Since that time, state regulations have become effective setting forth standards which define "equivalent instruction." These standards specify that the children must be taught by a certified teacher, must be taught the minimum curriculum as listed, and must fulfill specified minimum attendance requirements. The standards further provide that the teacher shall allocate institutional time as appropriate to the needs of the pupil. The local school board shall have the annual duty of determining whether these children are in fact receiving equivalent instruction by reviewing course work, test results, or by any other reasonable method. See Iowa Admin.Code 670-63.1 to 63.4.

In determining whether a state law governing private school attendance is constitutional the Court must apply a balancing test. "There is no doubt as to the power of a state, having a high responsibility for the education of its citizens, to impose reasonable regulations for the control and duration of basic education." Wisconsin v. Yoder, 406 U.S. 205, 213, 92 S. Ct. 1526, 1532, 32 L. Ed. 2d 15 (1972). But before a school can be required to submit to these regulations, the state must place private schools on notice of the nature and extent of the necessary minimum standards. Johnson v. Charles City Comm. Schools Bd., 368 N.W.2d 74 (Iowa 1985). Additionally, the First Amendment entitles parents to educate their children at private religious schools they have established. See Johnson, supra at 76. "The same guarantees accord them the right to operate the school with minimal necessary supervision by the state." Id.

As the sensitive area of freedom of religion is involved, state regulation must not be so vague that uncertain meanings lead citizens to steer far wider from the unlawful zone than if the boundaries were clearly marked, Gravned v. City of Rockford, ibid 408 U.S. at 109, 92 S. Ct. at 2299, nor so extensive that the free exercise of religion is unduly burdened. See e.g. State v. Whisner, 47 Ohio St.2d 181, 351 N.E.2d 750 (1976) (regulation allocating instructional time almost to the minute held to unduly burden free exercise of religion).
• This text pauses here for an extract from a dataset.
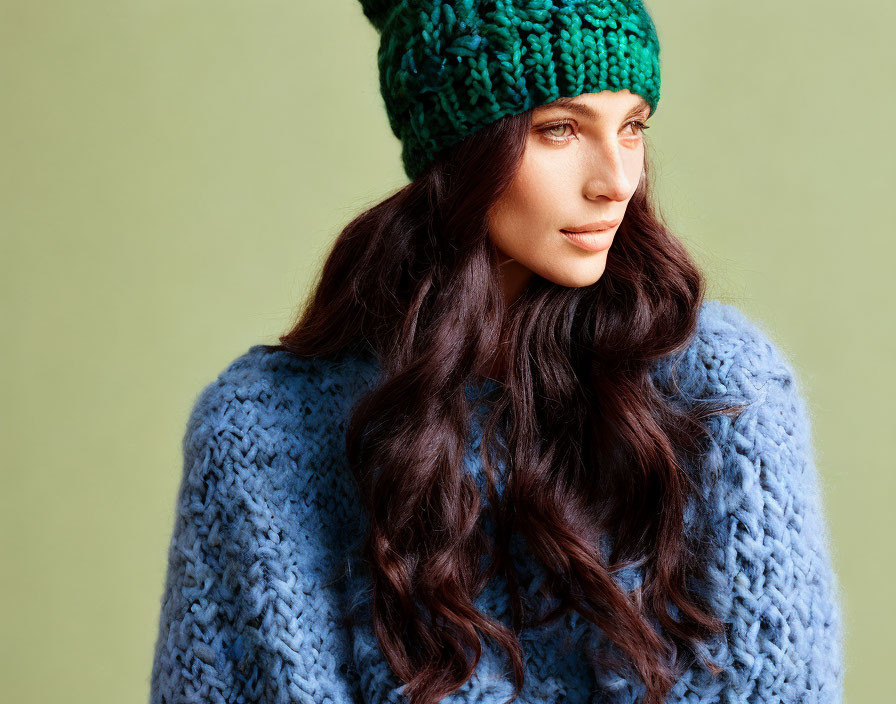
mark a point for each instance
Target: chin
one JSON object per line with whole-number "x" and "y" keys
{"x": 576, "y": 279}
The new regulations avoid both of these constitutional prohibitions.

After considering the State's role in regulating private schools, the Court finds that the new standards provide sufficient notice to private schools of how to comply with the minimum regulations and provide sufficiently explicit standards for those who enforce it. Whatever vagueness may inhere in the statute as now defined by the regulations appears "reasonably necessary to embrace all its legitimately intended objectives without creating any encyclopedic and unwieldy" statute. Fantasy Book Shop, Inc. v. City of Boston, 652 F.2d 1115, 1123 (1st Cir. 1981). Accordingly, the Court holds that the statute is no longer unconstitutionally vague.